Adult stem cells offer the same pluripotency of embryonic stem cells, but without the danger of forming teratomas (tumors), which remains a serious risk from embryonic stem cells. It is neither necessary nor desirable to use embryonic stem cells in the treatment of MD or other diseases, since a growing number of studies are showing increasing success with adult stem cells. In fact, the only stem cell studies that have ever shown success in the treatment of any human disease have involved adult stem cells, since no study has ever been conducted in which a disease was successfully treated with human embryonic stem cells, although this fact is not generally reported by the media.

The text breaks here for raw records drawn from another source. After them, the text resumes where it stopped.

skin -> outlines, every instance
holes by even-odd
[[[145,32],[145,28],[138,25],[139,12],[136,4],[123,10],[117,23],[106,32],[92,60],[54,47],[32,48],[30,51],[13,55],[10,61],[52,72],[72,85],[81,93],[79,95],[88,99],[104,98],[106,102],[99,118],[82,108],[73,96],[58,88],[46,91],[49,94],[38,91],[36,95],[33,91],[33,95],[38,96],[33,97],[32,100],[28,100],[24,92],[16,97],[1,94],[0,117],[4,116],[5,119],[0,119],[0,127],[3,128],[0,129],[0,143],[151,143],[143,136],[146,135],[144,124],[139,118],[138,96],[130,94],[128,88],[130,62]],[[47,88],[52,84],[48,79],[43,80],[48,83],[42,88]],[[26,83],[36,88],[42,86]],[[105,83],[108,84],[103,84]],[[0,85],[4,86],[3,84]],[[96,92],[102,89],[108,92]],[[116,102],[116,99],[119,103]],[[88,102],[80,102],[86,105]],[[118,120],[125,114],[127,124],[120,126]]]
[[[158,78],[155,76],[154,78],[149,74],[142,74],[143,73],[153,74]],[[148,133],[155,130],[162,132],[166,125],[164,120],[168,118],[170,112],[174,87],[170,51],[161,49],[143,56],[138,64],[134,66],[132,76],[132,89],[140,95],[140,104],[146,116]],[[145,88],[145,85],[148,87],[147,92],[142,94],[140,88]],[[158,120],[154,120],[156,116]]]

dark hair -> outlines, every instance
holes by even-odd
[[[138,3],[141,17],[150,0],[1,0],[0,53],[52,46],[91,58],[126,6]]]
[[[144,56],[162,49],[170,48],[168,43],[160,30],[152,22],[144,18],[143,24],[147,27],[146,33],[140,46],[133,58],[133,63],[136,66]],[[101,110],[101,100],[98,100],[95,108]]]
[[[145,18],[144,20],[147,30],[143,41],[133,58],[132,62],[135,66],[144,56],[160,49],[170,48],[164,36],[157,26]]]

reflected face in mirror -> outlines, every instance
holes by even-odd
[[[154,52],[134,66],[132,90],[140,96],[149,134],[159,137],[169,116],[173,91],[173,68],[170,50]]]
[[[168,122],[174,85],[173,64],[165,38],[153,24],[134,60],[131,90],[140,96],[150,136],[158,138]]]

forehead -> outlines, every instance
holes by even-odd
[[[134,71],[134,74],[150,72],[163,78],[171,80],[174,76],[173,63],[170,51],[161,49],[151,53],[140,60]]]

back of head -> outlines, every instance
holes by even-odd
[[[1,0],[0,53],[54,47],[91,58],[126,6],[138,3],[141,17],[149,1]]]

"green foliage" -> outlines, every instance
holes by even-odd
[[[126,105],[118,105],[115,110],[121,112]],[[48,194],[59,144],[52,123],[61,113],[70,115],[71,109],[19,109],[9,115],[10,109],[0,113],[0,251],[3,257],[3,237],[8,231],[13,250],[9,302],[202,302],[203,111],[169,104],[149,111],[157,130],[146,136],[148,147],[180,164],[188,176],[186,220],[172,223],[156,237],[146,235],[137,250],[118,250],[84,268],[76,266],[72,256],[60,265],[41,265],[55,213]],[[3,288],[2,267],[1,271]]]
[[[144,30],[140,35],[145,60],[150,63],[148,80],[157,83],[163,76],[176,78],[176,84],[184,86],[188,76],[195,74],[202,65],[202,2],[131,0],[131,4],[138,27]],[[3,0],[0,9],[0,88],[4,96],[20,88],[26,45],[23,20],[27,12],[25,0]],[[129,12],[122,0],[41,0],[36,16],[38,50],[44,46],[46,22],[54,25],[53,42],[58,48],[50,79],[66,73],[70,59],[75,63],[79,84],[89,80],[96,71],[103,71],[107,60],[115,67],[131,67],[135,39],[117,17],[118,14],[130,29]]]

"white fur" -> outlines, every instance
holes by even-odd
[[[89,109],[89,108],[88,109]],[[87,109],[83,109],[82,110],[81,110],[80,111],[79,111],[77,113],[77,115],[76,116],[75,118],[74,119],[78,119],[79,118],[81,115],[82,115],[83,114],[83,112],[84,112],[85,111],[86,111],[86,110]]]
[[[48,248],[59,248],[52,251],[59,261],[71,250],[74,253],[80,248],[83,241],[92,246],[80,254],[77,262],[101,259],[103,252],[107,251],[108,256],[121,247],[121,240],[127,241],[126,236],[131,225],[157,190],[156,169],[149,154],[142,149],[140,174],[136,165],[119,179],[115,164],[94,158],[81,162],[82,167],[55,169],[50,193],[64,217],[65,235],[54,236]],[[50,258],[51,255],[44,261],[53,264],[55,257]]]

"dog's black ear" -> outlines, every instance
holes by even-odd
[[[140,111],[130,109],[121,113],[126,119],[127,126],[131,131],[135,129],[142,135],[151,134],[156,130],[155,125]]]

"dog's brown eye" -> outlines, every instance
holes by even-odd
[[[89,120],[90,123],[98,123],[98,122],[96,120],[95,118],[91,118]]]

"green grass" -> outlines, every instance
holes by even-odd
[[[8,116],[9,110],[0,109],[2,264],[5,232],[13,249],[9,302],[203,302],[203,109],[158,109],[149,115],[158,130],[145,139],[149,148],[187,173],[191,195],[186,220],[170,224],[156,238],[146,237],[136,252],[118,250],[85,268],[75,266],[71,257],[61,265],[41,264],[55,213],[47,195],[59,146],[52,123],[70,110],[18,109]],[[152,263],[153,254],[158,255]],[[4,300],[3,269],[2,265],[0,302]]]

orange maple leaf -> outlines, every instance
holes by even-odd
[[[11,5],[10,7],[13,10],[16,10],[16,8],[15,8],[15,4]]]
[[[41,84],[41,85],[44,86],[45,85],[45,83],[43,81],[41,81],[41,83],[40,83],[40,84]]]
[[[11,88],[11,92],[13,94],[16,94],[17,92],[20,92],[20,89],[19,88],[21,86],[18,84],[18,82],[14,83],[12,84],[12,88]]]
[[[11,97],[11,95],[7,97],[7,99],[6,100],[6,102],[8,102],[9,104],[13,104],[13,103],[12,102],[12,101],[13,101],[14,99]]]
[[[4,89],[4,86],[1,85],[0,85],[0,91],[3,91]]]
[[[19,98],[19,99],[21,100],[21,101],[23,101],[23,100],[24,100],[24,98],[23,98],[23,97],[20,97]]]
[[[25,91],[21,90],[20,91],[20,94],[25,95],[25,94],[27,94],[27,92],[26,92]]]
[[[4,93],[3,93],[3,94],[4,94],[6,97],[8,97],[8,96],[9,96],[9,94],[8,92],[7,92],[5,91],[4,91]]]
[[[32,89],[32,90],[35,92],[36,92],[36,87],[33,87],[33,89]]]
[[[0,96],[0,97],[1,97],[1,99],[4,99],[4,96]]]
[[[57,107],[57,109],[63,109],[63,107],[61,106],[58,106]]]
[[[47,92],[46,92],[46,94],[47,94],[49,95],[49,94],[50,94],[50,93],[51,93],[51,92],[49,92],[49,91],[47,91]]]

Ethics and politics aside, adult stem cells are highly preferable to embryonic stem cells purely for scientific reasons. (Please see the section entitled “Stem Cell Primer” for an explanation of the different properties of the different types of stem cells).

The various muscular dystrophies constitute a tremendous burden, not only to the individuals afflicted with these diseases, but also to their families and indeed to national economies.

Adult stem cell therapy offers a safe and potentially effective treatment of a disease which previously has been considered irreversible.